Ignoro o que ele diz e continuo.

— Quando eu descobri tudo isso acabei me desequilibrado e caindo da escada. Fique uns dois dias no hospital, desacordada. Sabe, Thomas, o meu pai me machucou muito com palavras e atitudes.

— Eu sei bem como é. Tem palavras que são como cacos de vidro, eu prefiro engolir e me cortar por dentro do que jogar para fora e cortar alguém. Mas você já o perdoou, certo?

— Perdoar eu até perdoei, mas ainda tá difícil esquecer, entende. O que estou achando estranho é que ele não me liga já faz um tempo, deve ter se arrependido de me pedir perdão.

— Talvez ele esteja muito ocupado ou até mesmo perdeu o telefone, não fica se torturando sem saber o motivo.

— Nossa, Thomas. Agora que lembrei que não passei o meu número novo para ele. Gente, como eu sou esquecida, provavelmente está apavorado sem notícias minha. Vou entrar em contato outra hora.

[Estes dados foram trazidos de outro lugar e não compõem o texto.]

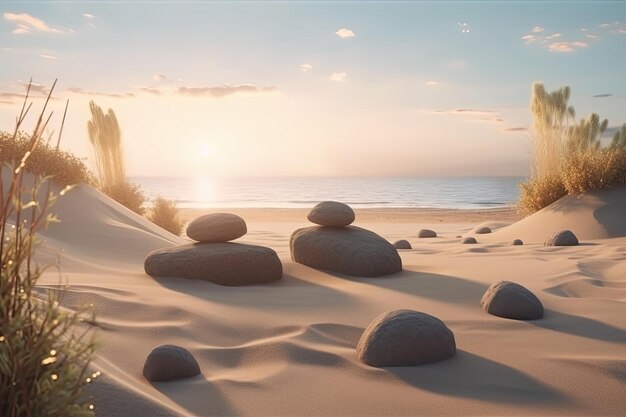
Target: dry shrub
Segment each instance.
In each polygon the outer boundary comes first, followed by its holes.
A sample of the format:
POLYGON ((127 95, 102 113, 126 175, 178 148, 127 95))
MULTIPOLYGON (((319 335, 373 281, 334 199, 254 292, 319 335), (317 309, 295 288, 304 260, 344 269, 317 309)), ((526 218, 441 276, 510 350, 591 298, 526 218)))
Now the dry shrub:
POLYGON ((178 216, 176 202, 163 197, 154 200, 154 208, 148 220, 176 236, 180 236, 183 231, 184 221, 178 216))
POLYGON ((548 93, 542 84, 533 84, 532 175, 520 184, 520 214, 532 214, 567 194, 626 184, 626 125, 603 148, 608 120, 592 113, 575 124, 569 96, 569 87, 548 93))
POLYGON ((567 190, 559 175, 541 179, 529 178, 520 183, 517 210, 523 216, 528 216, 565 195, 567 190))
POLYGON ((580 194, 624 184, 626 150, 587 149, 564 158, 561 178, 568 194, 580 194))
MULTIPOLYGON (((0 163, 19 164, 29 151, 31 136, 25 132, 16 134, 0 131, 0 163)), ((93 185, 93 175, 85 164, 70 152, 65 152, 46 143, 39 142, 26 161, 28 172, 51 176, 62 186, 81 182, 93 185)))
MULTIPOLYGON (((62 309, 57 294, 36 288, 36 232, 53 219, 48 208, 57 198, 37 176, 32 187, 23 184, 41 146, 41 116, 15 168, 0 169, 0 416, 93 416, 82 388, 99 373, 88 380, 95 345, 79 328, 82 312, 62 309)), ((24 117, 22 110, 18 128, 24 117)), ((17 133, 8 140, 15 143, 17 133)))
POLYGON ((101 186, 100 190, 121 205, 139 215, 143 215, 145 211, 143 205, 146 202, 146 197, 138 184, 125 181, 120 184, 101 186))

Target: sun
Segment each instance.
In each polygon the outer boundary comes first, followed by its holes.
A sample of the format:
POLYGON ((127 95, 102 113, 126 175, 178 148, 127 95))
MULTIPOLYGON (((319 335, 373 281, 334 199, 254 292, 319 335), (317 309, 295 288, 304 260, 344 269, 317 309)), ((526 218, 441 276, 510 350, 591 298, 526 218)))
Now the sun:
POLYGON ((200 157, 202 159, 207 159, 209 157, 209 144, 206 142, 200 144, 200 157))

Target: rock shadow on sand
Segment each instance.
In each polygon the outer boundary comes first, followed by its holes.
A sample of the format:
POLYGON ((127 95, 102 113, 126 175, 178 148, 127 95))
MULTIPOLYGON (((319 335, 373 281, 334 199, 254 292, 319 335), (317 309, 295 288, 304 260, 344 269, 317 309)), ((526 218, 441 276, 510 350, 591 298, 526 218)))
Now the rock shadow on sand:
POLYGON ((517 369, 457 350, 448 360, 418 367, 384 368, 416 388, 450 397, 514 404, 567 402, 565 395, 517 369))
POLYGON ((196 416, 234 416, 239 413, 203 375, 170 382, 150 382, 180 408, 196 416))
POLYGON ((336 276, 361 284, 377 285, 386 290, 453 304, 477 305, 488 286, 450 275, 404 270, 383 278, 336 276))
MULTIPOLYGON (((302 267, 307 268, 307 267, 302 267)), ((226 287, 202 280, 184 278, 151 277, 154 282, 172 291, 193 296, 204 301, 218 304, 237 305, 245 308, 266 309, 319 309, 324 305, 356 306, 358 298, 337 288, 337 278, 326 275, 315 282, 307 278, 306 271, 286 268, 283 277, 274 281, 258 285, 241 287, 226 287), (301 287, 301 291, 293 292, 292 287, 301 287), (259 300, 264 300, 260 303, 259 300)))
POLYGON ((573 336, 612 343, 626 343, 626 331, 586 317, 574 316, 554 310, 544 310, 542 320, 528 321, 533 326, 573 336))

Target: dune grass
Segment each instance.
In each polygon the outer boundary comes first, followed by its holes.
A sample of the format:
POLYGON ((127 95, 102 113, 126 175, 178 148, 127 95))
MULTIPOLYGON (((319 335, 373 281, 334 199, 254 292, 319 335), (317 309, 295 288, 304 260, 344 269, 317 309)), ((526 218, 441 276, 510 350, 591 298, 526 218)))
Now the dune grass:
MULTIPOLYGON (((54 85, 50 94, 54 90, 54 85)), ((48 96, 48 99, 50 96, 48 96)), ((24 106, 17 132, 30 109, 24 106)), ((35 176, 25 187, 24 173, 42 145, 48 119, 44 105, 27 150, 8 170, 0 170, 0 416, 92 416, 83 387, 95 345, 80 331, 82 312, 67 311, 58 293, 37 291, 42 271, 33 262, 36 232, 54 219, 48 213, 56 198, 50 183, 35 176), (5 175, 5 178, 2 176, 5 175)), ((65 189, 61 195, 66 191, 65 189)), ((89 379, 88 379, 89 378, 89 379)))
MULTIPOLYGON (((24 131, 0 131, 0 164, 19 162, 29 152, 32 137, 24 131)), ((50 176, 62 186, 84 182, 94 185, 95 177, 85 164, 69 152, 39 141, 28 157, 28 171, 41 176, 50 176)))
POLYGON ((122 133, 115 112, 109 109, 105 114, 93 101, 89 102, 89 110, 87 132, 94 150, 100 191, 135 213, 144 214, 146 198, 141 187, 126 178, 122 133))
POLYGON ((157 197, 154 200, 154 206, 147 218, 152 223, 177 236, 180 236, 185 224, 184 220, 178 216, 176 203, 163 197, 157 197))
POLYGON ((532 214, 568 194, 626 184, 626 124, 603 146, 608 120, 592 113, 576 123, 569 97, 569 87, 548 93, 543 84, 533 84, 531 175, 520 184, 520 214, 532 214))

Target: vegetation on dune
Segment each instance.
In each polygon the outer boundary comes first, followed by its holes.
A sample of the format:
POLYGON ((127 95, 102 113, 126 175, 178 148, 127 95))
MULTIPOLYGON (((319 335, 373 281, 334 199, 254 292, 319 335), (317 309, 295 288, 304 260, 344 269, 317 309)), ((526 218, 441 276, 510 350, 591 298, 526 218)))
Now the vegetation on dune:
POLYGON ((148 220, 177 236, 183 231, 185 223, 178 216, 176 203, 163 197, 157 197, 154 200, 154 207, 148 216, 148 220))
POLYGON ((569 87, 548 93, 543 84, 533 84, 531 175, 520 184, 521 214, 532 214, 568 194, 626 184, 626 124, 603 146, 608 120, 592 113, 576 123, 569 97, 569 87))
MULTIPOLYGON (((54 90, 54 85, 50 94, 54 90)), ((49 97, 48 97, 49 98, 49 97)), ((28 93, 25 103, 28 100, 28 93)), ((34 132, 23 136, 26 151, 11 171, 0 170, 0 415, 92 416, 83 386, 94 352, 93 339, 80 331, 82 312, 62 309, 58 295, 38 291, 42 271, 33 262, 36 232, 54 220, 48 208, 57 196, 39 175, 29 188, 25 170, 42 145, 46 105, 34 132), (7 175, 8 174, 8 175, 7 175), (3 178, 4 175, 4 178, 3 178), (30 190, 30 191, 29 191, 30 190)), ((15 133, 30 107, 23 106, 15 133)), ((49 119, 48 119, 49 120, 49 119)), ((45 168, 45 166, 44 166, 45 168)), ((67 190, 67 189, 66 189, 67 190)), ((61 192, 61 195, 65 192, 61 192)), ((40 290, 40 289, 39 289, 40 290)))
POLYGON ((137 184, 126 178, 122 134, 112 109, 105 114, 89 102, 91 120, 87 122, 89 141, 94 150, 100 191, 137 214, 144 213, 145 197, 137 184))
MULTIPOLYGON (((24 131, 0 131, 0 164, 18 163, 29 151, 31 139, 24 131)), ((80 159, 49 143, 39 142, 28 157, 27 169, 33 174, 50 176, 61 186, 80 182, 95 184, 94 176, 80 159)))

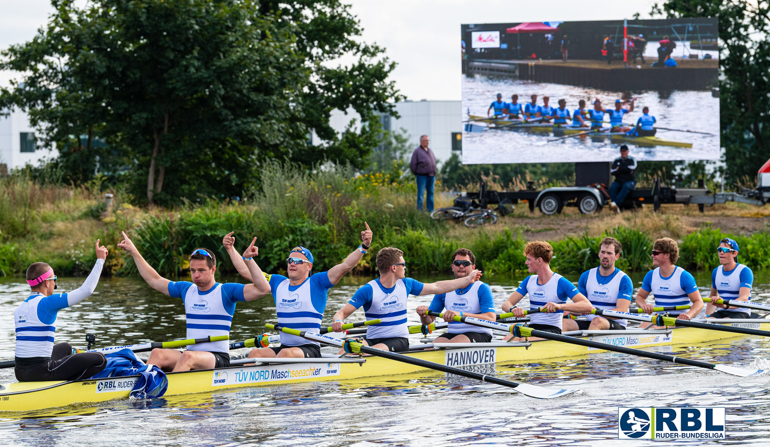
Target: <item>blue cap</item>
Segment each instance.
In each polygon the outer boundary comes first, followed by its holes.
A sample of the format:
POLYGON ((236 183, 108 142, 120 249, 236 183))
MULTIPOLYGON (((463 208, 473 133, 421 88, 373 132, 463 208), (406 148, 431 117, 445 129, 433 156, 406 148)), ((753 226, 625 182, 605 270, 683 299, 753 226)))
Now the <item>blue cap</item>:
POLYGON ((313 254, 310 253, 310 250, 305 248, 304 247, 302 247, 301 245, 297 245, 293 249, 292 249, 292 251, 298 251, 304 254, 305 257, 307 258, 307 260, 310 260, 310 264, 313 264, 313 254))
POLYGON ((719 244, 727 244, 731 247, 732 247, 733 250, 735 250, 735 251, 738 251, 738 243, 735 242, 735 239, 730 239, 729 237, 725 237, 725 239, 720 240, 719 244))

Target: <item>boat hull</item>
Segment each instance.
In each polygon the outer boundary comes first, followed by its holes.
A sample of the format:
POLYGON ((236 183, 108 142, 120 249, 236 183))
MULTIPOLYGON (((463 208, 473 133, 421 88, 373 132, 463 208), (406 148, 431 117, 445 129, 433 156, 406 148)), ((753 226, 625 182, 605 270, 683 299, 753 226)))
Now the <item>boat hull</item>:
MULTIPOLYGON (((761 328, 770 330, 770 323, 761 328)), ((664 334, 603 335, 591 338, 627 348, 660 345, 694 345, 725 338, 745 337, 732 332, 681 328, 671 336, 664 334)), ((524 348, 470 348, 413 351, 407 355, 450 366, 484 364, 527 363, 547 359, 579 357, 605 352, 554 341, 534 341, 524 348)), ((231 368, 169 373, 166 396, 212 392, 244 387, 319 381, 346 381, 426 371, 424 368, 367 357, 366 363, 293 364, 231 368)), ((333 359, 330 358, 330 361, 333 359)), ((92 404, 129 396, 138 376, 69 381, 16 382, 3 384, 0 412, 30 412, 62 408, 73 404, 92 404)))

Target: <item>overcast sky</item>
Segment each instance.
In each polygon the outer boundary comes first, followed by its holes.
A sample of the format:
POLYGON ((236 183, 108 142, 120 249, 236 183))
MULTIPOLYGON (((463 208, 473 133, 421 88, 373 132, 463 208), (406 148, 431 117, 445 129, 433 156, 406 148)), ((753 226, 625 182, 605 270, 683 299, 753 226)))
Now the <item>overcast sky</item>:
MULTIPOLYGON (((393 79, 410 99, 460 99, 460 25, 617 20, 648 17, 654 0, 352 0, 363 39, 398 66, 393 79)), ((0 48, 29 40, 53 11, 49 0, 0 0, 0 48)), ((11 73, 0 72, 5 86, 11 73)))

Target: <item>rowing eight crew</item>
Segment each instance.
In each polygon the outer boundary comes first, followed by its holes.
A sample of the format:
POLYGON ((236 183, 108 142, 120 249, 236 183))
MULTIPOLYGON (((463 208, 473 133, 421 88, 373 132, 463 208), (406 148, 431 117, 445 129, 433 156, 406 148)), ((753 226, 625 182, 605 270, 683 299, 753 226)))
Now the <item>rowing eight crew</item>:
MULTIPOLYGON (((273 294, 278 324, 318 334, 326 306, 327 291, 336 284, 361 260, 371 244, 372 231, 368 225, 361 232, 362 243, 340 264, 328 271, 311 274, 313 257, 310 250, 298 246, 286 260, 286 276, 268 275, 259 269, 253 258, 258 255, 255 237, 243 255, 233 247, 233 233, 223 240, 236 268, 252 284, 217 283, 214 277, 216 257, 213 252, 199 248, 189 257, 192 282, 171 281, 162 277, 142 257, 131 240, 122 234, 119 247, 134 259, 142 277, 161 293, 182 300, 185 308, 187 338, 229 335, 235 307, 238 301, 251 301, 268 293, 273 294)), ((530 308, 542 308, 541 313, 531 315, 528 326, 556 334, 562 328, 624 329, 627 321, 589 315, 587 321, 563 319, 567 313, 588 314, 592 308, 626 311, 631 303, 632 284, 628 277, 614 266, 622 246, 612 237, 605 237, 600 244, 598 267, 581 275, 578 287, 550 267, 553 248, 547 242, 529 242, 524 254, 530 273, 503 304, 504 312, 523 317, 521 308, 514 305, 525 295, 530 297, 530 308), (568 303, 567 299, 572 302, 568 303)), ((88 297, 96 287, 107 250, 95 245, 97 260, 93 270, 80 288, 65 294, 54 294, 56 276, 45 263, 35 263, 27 270, 30 296, 15 311, 16 332, 15 374, 22 381, 60 381, 87 378, 106 366, 101 353, 72 354, 68 343, 54 344, 57 312, 88 297)), ((711 276, 711 297, 725 300, 748 301, 753 275, 750 268, 737 263, 738 243, 723 239, 718 247, 721 265, 711 276)), ((469 316, 494 321, 494 308, 489 286, 479 281, 481 273, 476 269, 476 257, 467 249, 458 249, 452 256, 452 271, 455 279, 423 284, 406 277, 403 252, 384 247, 377 256, 380 277, 360 287, 353 298, 334 315, 332 328, 339 332, 344 319, 356 309, 363 307, 367 319, 379 318, 383 323, 367 328, 363 342, 368 345, 393 351, 409 350, 409 329, 407 320, 410 294, 433 294, 430 306, 419 306, 417 314, 423 324, 434 318, 425 316, 426 311, 440 312, 446 309, 444 320, 450 321, 448 333, 435 342, 467 343, 491 340, 491 331, 453 321, 456 315, 469 316)), ((648 272, 637 293, 637 304, 648 314, 653 305, 647 303, 649 294, 654 294, 654 306, 691 304, 688 311, 671 311, 678 318, 689 320, 703 308, 703 301, 692 275, 675 265, 678 247, 669 238, 658 239, 653 246, 655 269, 648 272)), ((709 318, 748 318, 742 309, 724 304, 709 304, 709 318), (721 310, 714 311, 716 308, 721 310)), ((641 327, 651 324, 642 324, 641 327)), ((319 358, 320 344, 305 338, 281 333, 280 345, 259 348, 250 351, 249 358, 319 358)), ((509 336, 507 338, 511 338, 509 336)), ((164 371, 210 369, 229 365, 227 341, 201 343, 187 347, 180 352, 173 349, 155 349, 147 363, 164 371)))
POLYGON ((631 99, 631 101, 617 99, 614 109, 604 109, 601 106, 601 101, 597 98, 594 101, 594 108, 589 109, 585 107, 585 101, 581 99, 578 103, 578 109, 575 109, 571 114, 567 109, 565 99, 559 99, 558 107, 548 105, 550 101, 548 96, 543 96, 541 106, 537 104, 537 95, 532 95, 531 102, 524 106, 519 104, 518 95, 511 96, 511 103, 506 103, 503 101, 502 94, 497 93, 497 100, 490 104, 487 109, 487 116, 490 116, 490 112, 494 111, 494 117, 526 119, 530 122, 552 121, 554 125, 566 125, 567 120, 569 119, 571 122, 571 127, 601 129, 606 123, 604 120, 604 115, 609 115, 611 132, 626 132, 628 135, 634 136, 652 136, 655 134, 654 125, 656 119, 649 114, 648 107, 642 109, 642 116, 637 119, 636 125, 633 128, 623 123, 623 117, 634 111, 636 98, 631 99), (628 106, 628 108, 625 106, 628 106))

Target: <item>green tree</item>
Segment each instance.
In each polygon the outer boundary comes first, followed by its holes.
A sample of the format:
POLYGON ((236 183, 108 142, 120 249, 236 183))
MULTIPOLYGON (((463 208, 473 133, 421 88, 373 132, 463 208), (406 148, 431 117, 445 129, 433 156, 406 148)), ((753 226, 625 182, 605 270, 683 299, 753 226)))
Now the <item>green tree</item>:
POLYGON ((727 177, 754 177, 770 158, 770 2, 670 0, 652 15, 718 17, 719 114, 727 177))
POLYGON ((400 97, 387 80, 394 65, 357 42, 357 20, 335 0, 52 4, 32 41, 2 52, 0 69, 25 74, 0 92, 0 107, 27 110, 65 170, 95 155, 128 167, 151 206, 243 196, 270 158, 363 166, 379 127, 340 139, 331 110, 353 107, 367 123, 400 97), (330 63, 343 55, 357 62, 330 63), (307 144, 311 131, 327 143, 307 144), (97 153, 96 137, 109 150, 97 153))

— Por falar em hora, está na hora do almoço.

— Verdade, nem vi o tempo passar. Ah! Já estava me esquecendo. Vou precisar da sua ajuda, Thomas.

— Minha ajuda? Claro, para o que?

— Pra encontrar Kathe.

— Ainda com essa história?

— Sim, não vou sossegar até encontrá-la.

— Ela deve ser muito sua amiga pra você querer encontrá-la tanto assim.

— Na verdade, não. Conheci ela em uma palestra e com isso trocamos telefone, mas sinto que preciso vê-la de novo.

— Certo. Depois do almoço falamos mais sobre isso.